FRIDAY MELISSA LEFT US for a girls weekend somewhere way North of here, not to return until Sunday. That left just me, Grandma (visiting from the states) and the five rapscallions to find something to do on a beautiful Saturday afternoon.
I have found it sort of perturbs Melissa when we (me and some of the kids) go experience or see something new in Deutschland without her, and so although we have been itching to go check out the local Frankenstein Castle ruins for a while, out of respect we decided not to do that today.
We live about a 15 min train ride from the small town of Frankenstein (no, not that Frankenstein…unless it makes for a better story, then sure. That Frankenstein) and I drive through this little village every day on my way to work. It has a regal looking castle ruins overlooking the town, and we had always been curious to go check it out.
But, since Melissa isn’t here, we did not go see it. Specifically, we did not get on a train and head to Frankenstein. We didn’t hike up the hill and crawl all over the ruins. We didn’t check out the church and cemetery and discover a WWI memorial in it’s shadows, and we certainly didn’t take these pictures. For all of that, we will wait until a time Melissa can join us.
That’s the type of guy I am.
ON THE OTHER SIDE OF TOWN, opposite of Neustadt’s famous castle Hambacher Schloss, lie the Wolfburg ruins. It isn’t a spectacular castle, but it makes for a good hike and is only couple of kilometers away, so that means it is a perfect Sunday afternoon activity.
We parked our car underneath the castle near the town pool and hiked up…and up, and up, and up. This week Melissa took up running with her friend and yesterday I sprinted through a workout with 5x400m sprints and 75 air squats mixed in, so today with each step ours legs were reminding us we aren’t quite as in shape as we used to be, but the walk was worth it.
The castle is position atop a hill that provided a fantastic view of the Neustadt valley. Some of the walls were precariously positioned, short enough one one side for kids to climb upon and tall enough on the other to make a parent nervous. Nonetheless, no one pulled a humpty-dumpty and we hiked down the hill all in one piece. We also got a few snaps of the kids in action.
There are plenty of dreary fall days in Germany, but today was fortunately not one of them. So when we took the family to check out another nearby castle – Burg Hardenburg in Bad Dürkheim – the fall colors were on full display. It was a fantastic castle in an even better setting. The pictures hardly do it justice.
There are no stores open and no work to be done on Sundays here, so we take it as an opportunity to go see this see the sights. Today’s visit was to the Burg Trifels in Annweiler, about 20 minutes away. We hiked a steep path to the castle and then explored our way to the top, stopping to take in some amazing views. We ate lunch at the top and then hiked back down and then explored the Annweiler downtown with a little bit of ice cream. And of course, we took gobs of pictures.
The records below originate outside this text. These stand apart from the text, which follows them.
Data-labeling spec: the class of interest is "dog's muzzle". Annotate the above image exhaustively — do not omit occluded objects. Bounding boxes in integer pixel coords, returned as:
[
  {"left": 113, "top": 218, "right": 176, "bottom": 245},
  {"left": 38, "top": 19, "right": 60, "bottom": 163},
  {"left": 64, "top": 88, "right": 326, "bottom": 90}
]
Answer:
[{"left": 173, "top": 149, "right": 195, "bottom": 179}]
We like our house, but that doesn’t mean we can’t at least look for other options. We took the fam and walked through a little bungalow in Heidelberg today. It was built around 1200 AD, and has been remodeled about seven times by the French, Swedes, a few other armies (not to mention a couple of lightening bolts. It sleeps about 500, not including livestock. It had a beatuful view of the Neckar River and a nice wine cellar (that held a 55,000 gallon barrel of wine). The only problems were the fixtures were a little dated and it’s a bit of a fixer-upper for our taste. I’m also not so sure of the plumbing system. Still was fun to look through.
BTW, one man’s coincidence is another man’s providence. Whatever you like to call it, try this one: We piled our family into our van and drove 50km to the city of Heidelberg, got lost a few times until we finally found a parking garage, found one of the few open spots and pulled up right next to a family unloading their van. The mom turns to me and says (in English!) “Is your name Aaron?” I stood there dumbfounded for a second…but turns out we had pulled in next to the Van Essen family…their stats: another American family. From Iowa. With John Deere. And 5 kids. We’d never met them before, although Melissa and Kimber had traded a few emails earlier in the week. If you call it coincidence, then that’s almost spooky!
Our oldest daughter Anna is our picky one, and she was also the most resitive to moving to Germany. There had been a few tears along the way from her, even as recently as waiting to deboard the plane in Frankfurt. So it’s a nice indicator of our adjustment so far when a few minutes ago I asked her what she thought of our adjustment to Germany and she gave me a smile and a thumbs up. Even thought we haven’t hardly a posession of our own here (the cars and furniture, dishes, silverware, and house itself are rental, and all we have is what we packed in our luggage) the kids haven’t lacked for anything. They explored the house, quickly discovered the idyllic backyard, walked to the store and stadtplatz for icecream, and today toured the neighborhood castle. Four days in, its a kid paradise. School starts next Friday, however, so in the words of our settling-in agent…”Lets ask again in 4-6 weeks”.
Kids posing in front of Hambacher Schloss. Anna calls it "Hamburger Schlop".